На крыльце, испуганно прижимаясь друг к другу, стояли моя мать, баба Катя и Мария. Немец что-то сердито и громко говорил, показывая то на меня, то на них, то на дорогу. Кроме слов "киндер, нихт, матка, яволь, ферштейн" никто ничего не понимал и от этого всем было еще страшней.
Мать моя несколько раз пыталась кинуться ко мне, но хлесткое "хальт" останавливало ее, и она только таращилась на меня широко раскрытыми глазами. Я перестал реветь и только водил глазами по всем лицам. Потом немец со словами "киндер, матка, нихт, ферштейн" опустил меня ногами в бурки и отпустил. Я сразу побежал на крыльцо и спрятался за всеми нашими. Немец еще что-то сказал, смеясь, солдаты загоготали, и все ушли.
И пока не заурчали машины и не уехали с нашей улицы, все окаменело стояли на крыльце.. Затем моя мать схватила меня и зажав меж колен, начала шлепать по заднице. Я заорал. Баба Катя вырвала меня из ее рук и со словами:
- Ты что? Совсем рехнулась!- ушла со мной в другую комнату.
А мать рухнула коленями на пол и, уткнувшись в кровать, громко заголосила, причитая что-то.

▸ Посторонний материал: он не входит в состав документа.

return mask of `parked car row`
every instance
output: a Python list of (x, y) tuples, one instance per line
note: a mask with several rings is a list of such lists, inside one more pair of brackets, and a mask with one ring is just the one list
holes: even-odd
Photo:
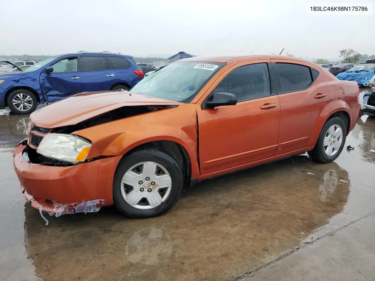
[(133, 57), (80, 52), (47, 59), (23, 71), (0, 73), (0, 108), (28, 114), (39, 103), (78, 93), (127, 90), (143, 78)]

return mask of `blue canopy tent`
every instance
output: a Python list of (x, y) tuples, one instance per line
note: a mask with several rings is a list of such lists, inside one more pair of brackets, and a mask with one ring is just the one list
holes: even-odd
[(194, 55), (190, 55), (190, 54), (185, 53), (184, 52), (179, 52), (176, 55), (173, 55), (171, 57), (170, 57), (167, 58), (167, 60), (175, 60), (176, 59), (186, 58), (192, 58), (193, 57), (196, 57)]

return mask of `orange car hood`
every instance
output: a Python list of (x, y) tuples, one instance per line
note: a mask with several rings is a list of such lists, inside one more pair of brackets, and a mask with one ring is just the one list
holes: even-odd
[(30, 120), (43, 128), (75, 125), (122, 106), (178, 105), (180, 103), (123, 91), (77, 94), (33, 112)]

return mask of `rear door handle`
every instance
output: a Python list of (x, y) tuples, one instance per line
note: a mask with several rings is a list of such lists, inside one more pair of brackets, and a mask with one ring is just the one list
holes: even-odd
[(327, 94), (318, 94), (316, 96), (314, 96), (314, 97), (315, 99), (321, 99), (322, 97), (324, 97), (327, 95)]
[(273, 107), (276, 107), (278, 105), (276, 103), (266, 103), (260, 107), (261, 109), (267, 109), (268, 108), (272, 108)]

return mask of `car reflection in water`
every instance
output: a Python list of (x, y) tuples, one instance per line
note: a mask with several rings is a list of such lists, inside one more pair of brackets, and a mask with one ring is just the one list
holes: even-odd
[(350, 183), (339, 180), (348, 173), (334, 162), (316, 165), (296, 157), (204, 181), (171, 211), (145, 220), (110, 207), (47, 215), (46, 226), (26, 205), (27, 257), (44, 280), (232, 278), (342, 211)]

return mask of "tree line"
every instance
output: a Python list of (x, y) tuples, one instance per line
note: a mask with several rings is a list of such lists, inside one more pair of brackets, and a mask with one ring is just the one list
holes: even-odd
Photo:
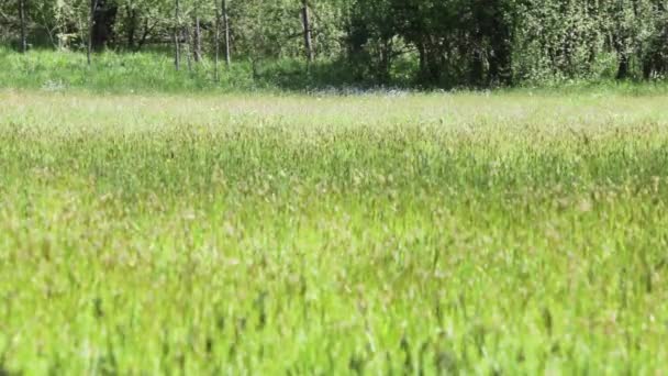
[(505, 86), (668, 74), (668, 0), (4, 0), (19, 51), (158, 49), (175, 69), (301, 58), (354, 80)]

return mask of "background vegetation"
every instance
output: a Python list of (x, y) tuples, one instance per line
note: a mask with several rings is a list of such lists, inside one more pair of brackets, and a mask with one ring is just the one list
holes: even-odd
[(261, 82), (269, 66), (292, 86), (652, 80), (668, 71), (668, 1), (7, 0), (0, 38), (157, 51), (213, 78), (229, 51), (234, 75)]
[(666, 369), (666, 96), (0, 103), (2, 373)]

- Ничего, ничего поплачь, поплачь, не молчи, - говорила баба Катя, а я только глядел на них и испуганно всхлипывал. И чего это она ревет?
Прошло много лет. И вспомнив это, я подумал:
- Ладно, напугались мы все тогда здорово, да и мне перепало немало. Но ведь задержал я тогда колонну немцев почти на полчаса. А вдруг в это время где-то шел бой, и немцам нужна была помощь. На войне иногда минуты решают исход боя, а тут опоздали на полчаса. Так кто ж я тогда? Дитя войны или ее участник! А? То-то! Если бы они об этом здесь знали, точно бросили бы мне масло в кашу! Десять грамм!